The road looked different burdened with roadside brush and over-arched by heavy-leaved trees, but this had certainly been it. Her legs prickled with sweat. Blackberries were ripening in the fearsome tangled briars along the road, canes springing higher than her head. And that was the house, more modest and much more weatherbeaten than the house she had glimpsed in the winter but the only candidate; she turned into the dusty driveway, where a new car was parked, a big convertible in two nameless shades of green. Kit dismounted and dropped the bike. The silence was deep, the cicadas warning her; she walked around the front of the house, where the blinds were drawn, through a stand of lilacs, to a broad backyard.

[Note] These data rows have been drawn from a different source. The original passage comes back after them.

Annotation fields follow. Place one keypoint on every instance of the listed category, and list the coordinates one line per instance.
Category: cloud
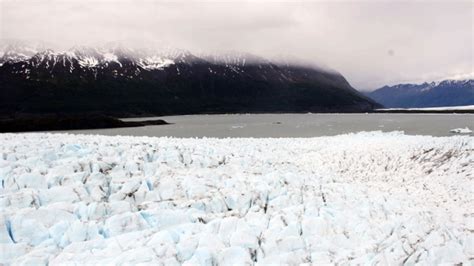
(372, 43)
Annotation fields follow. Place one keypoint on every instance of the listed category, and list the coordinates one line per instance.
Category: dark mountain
(444, 93)
(121, 81)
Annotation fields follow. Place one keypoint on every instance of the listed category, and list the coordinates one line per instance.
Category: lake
(292, 125)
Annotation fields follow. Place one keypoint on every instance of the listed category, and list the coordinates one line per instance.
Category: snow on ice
(383, 198)
(465, 130)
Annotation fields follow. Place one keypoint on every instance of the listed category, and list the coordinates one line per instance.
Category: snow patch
(366, 198)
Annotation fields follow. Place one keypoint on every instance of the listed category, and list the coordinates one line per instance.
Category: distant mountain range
(118, 80)
(433, 94)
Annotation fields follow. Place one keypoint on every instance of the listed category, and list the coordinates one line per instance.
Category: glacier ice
(370, 197)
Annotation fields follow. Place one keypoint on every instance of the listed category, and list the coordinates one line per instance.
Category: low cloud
(371, 43)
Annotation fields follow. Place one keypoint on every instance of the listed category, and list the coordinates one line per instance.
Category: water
(293, 125)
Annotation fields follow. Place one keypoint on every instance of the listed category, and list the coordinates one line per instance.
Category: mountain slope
(444, 93)
(119, 80)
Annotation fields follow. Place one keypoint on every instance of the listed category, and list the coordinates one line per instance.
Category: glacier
(364, 198)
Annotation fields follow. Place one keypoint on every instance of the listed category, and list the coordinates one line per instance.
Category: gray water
(293, 125)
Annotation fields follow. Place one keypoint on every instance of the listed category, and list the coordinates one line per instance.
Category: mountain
(441, 93)
(118, 80)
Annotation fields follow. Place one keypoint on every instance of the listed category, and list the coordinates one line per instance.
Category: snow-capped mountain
(161, 80)
(432, 94)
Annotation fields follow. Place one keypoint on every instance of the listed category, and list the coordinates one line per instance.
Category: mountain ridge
(167, 81)
(447, 92)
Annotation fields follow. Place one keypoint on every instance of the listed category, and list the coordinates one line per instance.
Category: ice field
(365, 198)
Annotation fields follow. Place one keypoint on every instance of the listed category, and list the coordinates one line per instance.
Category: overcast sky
(372, 43)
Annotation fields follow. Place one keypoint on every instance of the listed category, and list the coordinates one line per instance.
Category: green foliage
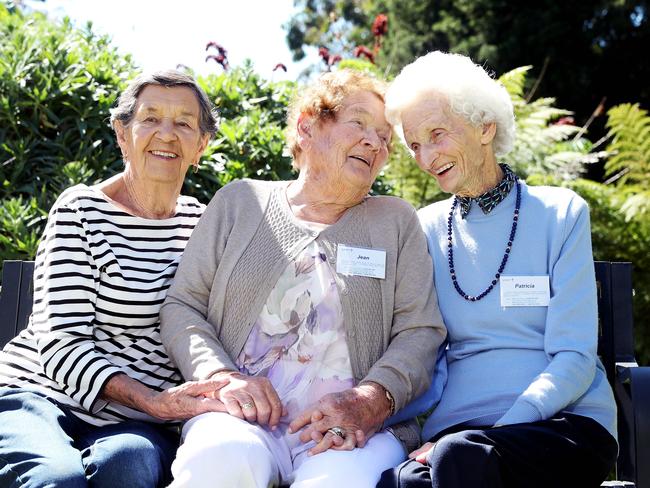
(582, 51)
(21, 221)
(543, 146)
(629, 163)
(250, 140)
(57, 84)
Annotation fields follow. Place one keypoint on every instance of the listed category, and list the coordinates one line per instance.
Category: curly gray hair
(124, 111)
(471, 92)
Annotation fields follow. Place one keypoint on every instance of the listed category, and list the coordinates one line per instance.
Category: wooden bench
(631, 383)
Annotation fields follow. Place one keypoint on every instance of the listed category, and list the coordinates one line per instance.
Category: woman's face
(349, 151)
(163, 139)
(447, 146)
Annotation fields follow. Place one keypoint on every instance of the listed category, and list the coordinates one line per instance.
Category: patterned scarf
(490, 198)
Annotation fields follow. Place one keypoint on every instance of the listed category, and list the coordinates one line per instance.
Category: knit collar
(490, 198)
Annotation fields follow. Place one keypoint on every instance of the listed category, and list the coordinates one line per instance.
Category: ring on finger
(337, 431)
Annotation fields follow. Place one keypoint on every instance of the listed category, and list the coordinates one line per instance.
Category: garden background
(577, 71)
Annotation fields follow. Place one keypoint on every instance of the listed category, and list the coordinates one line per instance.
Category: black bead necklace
(450, 249)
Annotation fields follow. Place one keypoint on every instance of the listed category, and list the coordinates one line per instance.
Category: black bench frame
(631, 383)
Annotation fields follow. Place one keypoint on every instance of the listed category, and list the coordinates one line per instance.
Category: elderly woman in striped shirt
(86, 389)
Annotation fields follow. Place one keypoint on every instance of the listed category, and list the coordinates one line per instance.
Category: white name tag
(360, 261)
(525, 291)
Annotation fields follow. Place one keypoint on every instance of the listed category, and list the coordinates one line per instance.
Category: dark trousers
(565, 451)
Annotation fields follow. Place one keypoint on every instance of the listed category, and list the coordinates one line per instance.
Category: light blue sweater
(519, 364)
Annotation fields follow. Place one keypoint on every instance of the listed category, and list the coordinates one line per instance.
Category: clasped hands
(359, 412)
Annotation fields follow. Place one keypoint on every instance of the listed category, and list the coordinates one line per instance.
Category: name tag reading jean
(525, 291)
(360, 261)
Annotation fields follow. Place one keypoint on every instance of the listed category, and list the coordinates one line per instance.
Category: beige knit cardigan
(243, 242)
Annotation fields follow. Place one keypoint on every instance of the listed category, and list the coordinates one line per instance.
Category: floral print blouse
(298, 340)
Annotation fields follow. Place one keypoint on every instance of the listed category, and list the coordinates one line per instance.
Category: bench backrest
(615, 343)
(16, 298)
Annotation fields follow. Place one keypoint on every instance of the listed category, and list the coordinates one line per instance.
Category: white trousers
(222, 451)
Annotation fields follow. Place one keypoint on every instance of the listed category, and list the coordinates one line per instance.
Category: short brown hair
(323, 99)
(124, 111)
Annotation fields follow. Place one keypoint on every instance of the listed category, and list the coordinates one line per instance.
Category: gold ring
(337, 431)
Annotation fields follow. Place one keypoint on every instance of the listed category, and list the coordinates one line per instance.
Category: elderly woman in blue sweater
(526, 403)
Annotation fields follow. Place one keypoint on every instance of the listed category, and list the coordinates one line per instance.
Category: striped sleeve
(66, 282)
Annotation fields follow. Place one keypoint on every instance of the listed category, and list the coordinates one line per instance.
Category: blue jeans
(42, 444)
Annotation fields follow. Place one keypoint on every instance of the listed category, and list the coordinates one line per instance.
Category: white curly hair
(469, 89)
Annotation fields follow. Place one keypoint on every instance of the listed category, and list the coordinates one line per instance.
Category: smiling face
(347, 152)
(456, 153)
(163, 139)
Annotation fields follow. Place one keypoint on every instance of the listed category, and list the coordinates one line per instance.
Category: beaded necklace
(450, 249)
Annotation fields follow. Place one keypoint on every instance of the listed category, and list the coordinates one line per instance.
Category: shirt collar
(491, 198)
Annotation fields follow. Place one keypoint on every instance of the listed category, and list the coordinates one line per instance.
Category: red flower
(219, 58)
(568, 120)
(334, 59)
(324, 53)
(380, 25)
(217, 46)
(364, 51)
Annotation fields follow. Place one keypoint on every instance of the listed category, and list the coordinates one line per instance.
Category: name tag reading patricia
(525, 291)
(360, 261)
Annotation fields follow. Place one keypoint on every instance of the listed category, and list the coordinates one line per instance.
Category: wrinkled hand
(359, 411)
(250, 398)
(422, 453)
(187, 400)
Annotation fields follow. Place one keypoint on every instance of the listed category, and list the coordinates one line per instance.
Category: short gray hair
(470, 91)
(124, 111)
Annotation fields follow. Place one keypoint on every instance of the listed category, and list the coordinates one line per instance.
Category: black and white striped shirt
(100, 278)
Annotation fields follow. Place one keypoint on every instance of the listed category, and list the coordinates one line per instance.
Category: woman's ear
(304, 129)
(488, 131)
(121, 137)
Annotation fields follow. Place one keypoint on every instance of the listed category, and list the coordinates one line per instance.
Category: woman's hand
(422, 453)
(250, 398)
(358, 411)
(177, 403)
(187, 400)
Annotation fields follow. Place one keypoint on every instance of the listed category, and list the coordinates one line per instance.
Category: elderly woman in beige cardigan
(314, 301)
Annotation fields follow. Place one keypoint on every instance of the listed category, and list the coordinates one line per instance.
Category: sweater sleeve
(406, 368)
(190, 339)
(66, 281)
(571, 334)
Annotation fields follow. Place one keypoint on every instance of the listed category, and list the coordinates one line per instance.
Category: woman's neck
(145, 199)
(314, 202)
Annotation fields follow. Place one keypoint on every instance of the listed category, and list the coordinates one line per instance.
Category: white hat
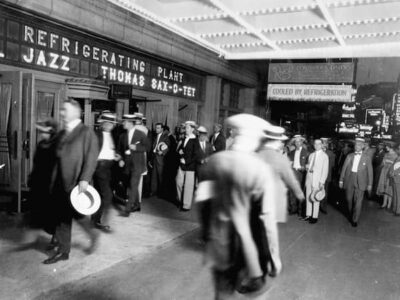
(191, 123)
(202, 129)
(162, 146)
(276, 133)
(86, 203)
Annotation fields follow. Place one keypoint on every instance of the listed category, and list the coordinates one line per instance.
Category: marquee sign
(311, 72)
(317, 93)
(33, 43)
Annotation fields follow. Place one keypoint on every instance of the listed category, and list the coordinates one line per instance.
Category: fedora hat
(202, 129)
(107, 117)
(319, 195)
(86, 203)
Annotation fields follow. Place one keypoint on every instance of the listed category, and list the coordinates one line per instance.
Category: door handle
(26, 145)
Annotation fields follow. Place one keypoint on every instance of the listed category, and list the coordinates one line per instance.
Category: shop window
(2, 22)
(12, 51)
(13, 30)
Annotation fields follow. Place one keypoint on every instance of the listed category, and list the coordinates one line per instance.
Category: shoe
(56, 257)
(102, 227)
(125, 214)
(253, 285)
(135, 208)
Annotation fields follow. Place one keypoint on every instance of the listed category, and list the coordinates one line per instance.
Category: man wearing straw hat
(77, 152)
(132, 147)
(356, 178)
(105, 163)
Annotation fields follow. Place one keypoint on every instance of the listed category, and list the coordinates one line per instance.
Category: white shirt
(71, 125)
(356, 162)
(107, 149)
(296, 161)
(130, 135)
(158, 139)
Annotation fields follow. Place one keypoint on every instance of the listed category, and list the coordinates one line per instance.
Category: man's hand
(83, 185)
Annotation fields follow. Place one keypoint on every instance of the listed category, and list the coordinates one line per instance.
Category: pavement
(157, 254)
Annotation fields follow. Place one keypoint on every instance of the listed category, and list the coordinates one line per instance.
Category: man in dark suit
(132, 146)
(205, 149)
(356, 177)
(188, 150)
(77, 152)
(102, 177)
(218, 141)
(160, 147)
(299, 158)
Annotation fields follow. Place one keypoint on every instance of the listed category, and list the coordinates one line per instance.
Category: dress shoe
(135, 208)
(102, 227)
(252, 285)
(125, 214)
(56, 257)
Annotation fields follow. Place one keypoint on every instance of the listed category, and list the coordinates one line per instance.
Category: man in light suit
(132, 147)
(161, 145)
(317, 172)
(299, 160)
(356, 177)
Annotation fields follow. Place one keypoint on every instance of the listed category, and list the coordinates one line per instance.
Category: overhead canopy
(280, 29)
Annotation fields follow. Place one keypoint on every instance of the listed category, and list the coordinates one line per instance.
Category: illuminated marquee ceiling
(280, 29)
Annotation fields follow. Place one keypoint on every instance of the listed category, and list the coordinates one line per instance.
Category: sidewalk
(23, 276)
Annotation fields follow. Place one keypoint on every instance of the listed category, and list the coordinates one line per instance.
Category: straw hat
(86, 203)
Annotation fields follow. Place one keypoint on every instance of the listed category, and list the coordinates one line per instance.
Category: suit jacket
(303, 156)
(190, 154)
(135, 160)
(164, 138)
(318, 170)
(77, 154)
(364, 172)
(219, 143)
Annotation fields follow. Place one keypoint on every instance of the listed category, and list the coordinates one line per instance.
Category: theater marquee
(37, 44)
(317, 93)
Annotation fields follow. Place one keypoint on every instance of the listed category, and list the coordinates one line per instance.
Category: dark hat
(47, 126)
(107, 117)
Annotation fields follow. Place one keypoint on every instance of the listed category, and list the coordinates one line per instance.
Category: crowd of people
(243, 185)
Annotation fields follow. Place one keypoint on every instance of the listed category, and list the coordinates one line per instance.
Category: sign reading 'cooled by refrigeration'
(48, 47)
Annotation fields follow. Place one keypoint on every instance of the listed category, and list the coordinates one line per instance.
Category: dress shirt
(130, 135)
(107, 149)
(356, 161)
(296, 161)
(71, 125)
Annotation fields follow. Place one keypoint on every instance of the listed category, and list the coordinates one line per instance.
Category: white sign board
(309, 92)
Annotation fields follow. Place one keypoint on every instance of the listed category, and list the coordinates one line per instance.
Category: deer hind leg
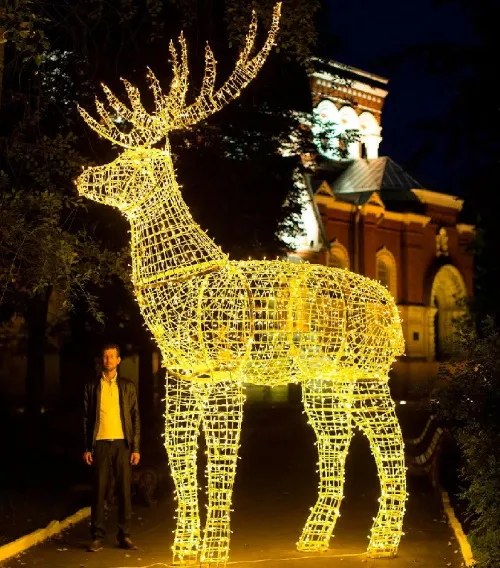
(325, 405)
(374, 414)
(222, 417)
(182, 426)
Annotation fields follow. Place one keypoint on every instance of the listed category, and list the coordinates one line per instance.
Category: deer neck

He was working in the garden, feet bare, cuffs of his blue serge pants rolled up and a sleeveless undershirt dark with sweat. He waved a greeting, smiling, making Kit think of Soviet farmers in photographs.
The Family of Man. Dusting his hands on his pants, he came to her.
She greeted him in Russian, feeling suddenly foolish; and he returned it to her, graciously. He offered her his hand, seeming to be unsurprised somehow but delighted: her own hand felt crushed within the heat and strength of his. She smelled him.
“Kyt,” he said.
“I came out to see you,” she said, not having meant to say that, having meant to say that she was out and about and just happened to be passing. He nodded and spread his hands as though to offer her what lay around them: his part of the house, with its jalousie or screened porch; a picnic table of gray wood; the brown yard and brick path. The garden.
“What are you growing?” she asked.
“I am not growing,” he said. “Ah. What have I planted, you are asking. Yes. Well.” He took her hand, and led her to the neat rows, where green things were coming up, rows of this kind, rows of that. “I have tomatoes, cabbage,” he said. “Here. And carrots. Potatoes.”
“Potatoes?” She knew of no home gardeners who grew potatoes, but how many had she known? She thought of Marion, bent over her cucumbers and radishes, one eye closed against the rising smoke of her Pall Mall.